First experiences with duodenoscopic guided biopsy of the biliary and the pancreatic duct on 11 cases using a special designed forceps showed that this method gave good and representative results in the biliary duct and from the papilla. However, in the present stage of development guided biopsy from the pancreatic duct does not aid exact differential diagnosis of benign or malignant lesions. In 3 out of 4 cases with pancreatic cancer the histological diagnosis was false negative. The biopsy specimens are very small and need an exact preparation and great experience of the histologist. Cytologic criteria must be relied on more here as in other areas of the GI-tract. However, the criteria of malignancy rest not in the nature of the individual cell but in the manner of proliferation, namely the infiltration of the deeper layers. This is the advantage of guided biopsy compared to cytological examination. Complications of the method may be avoided by exact guiding of the forceps and by limiting the numbers of specimens.

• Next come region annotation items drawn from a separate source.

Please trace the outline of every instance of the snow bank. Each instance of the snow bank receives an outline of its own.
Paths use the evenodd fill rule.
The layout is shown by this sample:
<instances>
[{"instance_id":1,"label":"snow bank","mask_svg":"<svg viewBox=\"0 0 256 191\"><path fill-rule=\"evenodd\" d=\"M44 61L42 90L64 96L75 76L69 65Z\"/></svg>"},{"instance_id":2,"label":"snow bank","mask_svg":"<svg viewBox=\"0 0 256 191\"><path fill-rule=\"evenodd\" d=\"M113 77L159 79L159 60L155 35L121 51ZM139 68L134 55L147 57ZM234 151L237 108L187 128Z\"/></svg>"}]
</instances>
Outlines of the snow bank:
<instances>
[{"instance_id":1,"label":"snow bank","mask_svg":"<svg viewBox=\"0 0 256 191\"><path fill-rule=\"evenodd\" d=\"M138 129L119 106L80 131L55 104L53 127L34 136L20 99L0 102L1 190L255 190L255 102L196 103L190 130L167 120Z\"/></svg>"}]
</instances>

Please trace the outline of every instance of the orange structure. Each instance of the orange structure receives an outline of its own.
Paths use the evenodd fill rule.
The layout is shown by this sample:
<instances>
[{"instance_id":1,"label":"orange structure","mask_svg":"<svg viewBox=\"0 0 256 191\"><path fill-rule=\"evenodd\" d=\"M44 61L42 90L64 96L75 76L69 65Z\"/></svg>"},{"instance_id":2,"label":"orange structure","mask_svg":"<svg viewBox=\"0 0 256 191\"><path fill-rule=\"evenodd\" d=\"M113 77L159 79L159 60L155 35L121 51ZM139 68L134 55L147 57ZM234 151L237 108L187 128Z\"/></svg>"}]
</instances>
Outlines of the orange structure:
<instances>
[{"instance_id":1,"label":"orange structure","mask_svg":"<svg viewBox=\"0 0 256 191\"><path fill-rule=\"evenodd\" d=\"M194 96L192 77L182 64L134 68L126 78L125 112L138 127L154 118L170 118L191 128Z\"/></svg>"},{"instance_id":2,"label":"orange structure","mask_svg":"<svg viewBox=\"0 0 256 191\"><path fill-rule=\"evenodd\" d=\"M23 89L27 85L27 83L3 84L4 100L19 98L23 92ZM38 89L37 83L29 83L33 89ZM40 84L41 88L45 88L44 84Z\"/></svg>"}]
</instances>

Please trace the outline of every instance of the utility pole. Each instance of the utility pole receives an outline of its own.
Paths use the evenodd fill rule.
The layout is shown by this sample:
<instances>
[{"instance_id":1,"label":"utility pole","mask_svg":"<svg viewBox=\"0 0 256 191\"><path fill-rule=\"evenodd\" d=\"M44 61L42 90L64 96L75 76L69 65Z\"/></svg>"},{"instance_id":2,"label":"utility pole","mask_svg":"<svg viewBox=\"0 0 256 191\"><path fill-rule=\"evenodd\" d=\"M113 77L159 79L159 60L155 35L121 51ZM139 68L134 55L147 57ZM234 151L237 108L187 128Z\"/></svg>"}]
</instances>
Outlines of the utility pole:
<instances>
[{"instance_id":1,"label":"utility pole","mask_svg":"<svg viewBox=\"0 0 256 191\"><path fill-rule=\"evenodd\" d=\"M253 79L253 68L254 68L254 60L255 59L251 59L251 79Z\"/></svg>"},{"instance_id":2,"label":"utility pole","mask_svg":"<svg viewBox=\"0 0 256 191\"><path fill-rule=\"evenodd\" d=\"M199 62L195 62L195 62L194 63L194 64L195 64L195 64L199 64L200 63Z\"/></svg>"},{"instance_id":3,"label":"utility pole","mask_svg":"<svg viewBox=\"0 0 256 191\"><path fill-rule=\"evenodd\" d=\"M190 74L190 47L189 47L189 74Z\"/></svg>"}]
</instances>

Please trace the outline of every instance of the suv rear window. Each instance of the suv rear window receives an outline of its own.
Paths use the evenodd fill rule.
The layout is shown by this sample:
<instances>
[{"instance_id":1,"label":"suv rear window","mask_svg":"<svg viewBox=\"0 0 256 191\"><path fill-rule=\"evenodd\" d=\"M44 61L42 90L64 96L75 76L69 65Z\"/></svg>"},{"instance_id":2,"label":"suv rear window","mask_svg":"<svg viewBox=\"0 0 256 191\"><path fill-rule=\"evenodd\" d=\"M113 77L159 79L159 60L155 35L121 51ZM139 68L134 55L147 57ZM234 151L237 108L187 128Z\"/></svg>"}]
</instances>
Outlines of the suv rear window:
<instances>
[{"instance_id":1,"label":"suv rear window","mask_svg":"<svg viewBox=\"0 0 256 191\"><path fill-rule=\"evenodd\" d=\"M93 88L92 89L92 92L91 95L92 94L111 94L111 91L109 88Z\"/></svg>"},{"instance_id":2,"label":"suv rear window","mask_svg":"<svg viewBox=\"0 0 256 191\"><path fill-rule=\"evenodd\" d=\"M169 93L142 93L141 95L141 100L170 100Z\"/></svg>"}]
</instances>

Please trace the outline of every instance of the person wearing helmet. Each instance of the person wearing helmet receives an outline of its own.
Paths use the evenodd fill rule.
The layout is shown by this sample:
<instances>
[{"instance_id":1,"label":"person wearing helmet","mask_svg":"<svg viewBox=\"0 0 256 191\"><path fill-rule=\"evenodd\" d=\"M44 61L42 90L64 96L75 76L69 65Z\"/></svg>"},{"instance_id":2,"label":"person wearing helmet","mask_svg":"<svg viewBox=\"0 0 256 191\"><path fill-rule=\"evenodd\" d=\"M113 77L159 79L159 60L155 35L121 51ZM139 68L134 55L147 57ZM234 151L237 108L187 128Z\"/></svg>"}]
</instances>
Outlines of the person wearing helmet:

使用一种特殊设计的钳子对11例患者进行十二指肠镜引导下胆管和胰管活检的初步经验表明,该方法在胆管和乳头部位取得了良好且具有代表性的结果。然而,在目前的发展阶段,胰管引导下活检无助于对良性或恶性病变进行准确的鉴别诊断。4例胰腺癌患者中有3例的组织学诊断为假阴性。活检标本非常小,需要组织病理学家进行精确的制备和丰富的经验。在此处,与胃肠道其他部位相比,必须更多地依赖细胞学标准。然而,恶性肿瘤的标准不在于单个细胞的性质,而在于增殖方式,即深层浸润。这是引导活检相对于细胞学检查的优势。通过精确引导钳子并限制标本数量,可以避免该方法的并发症。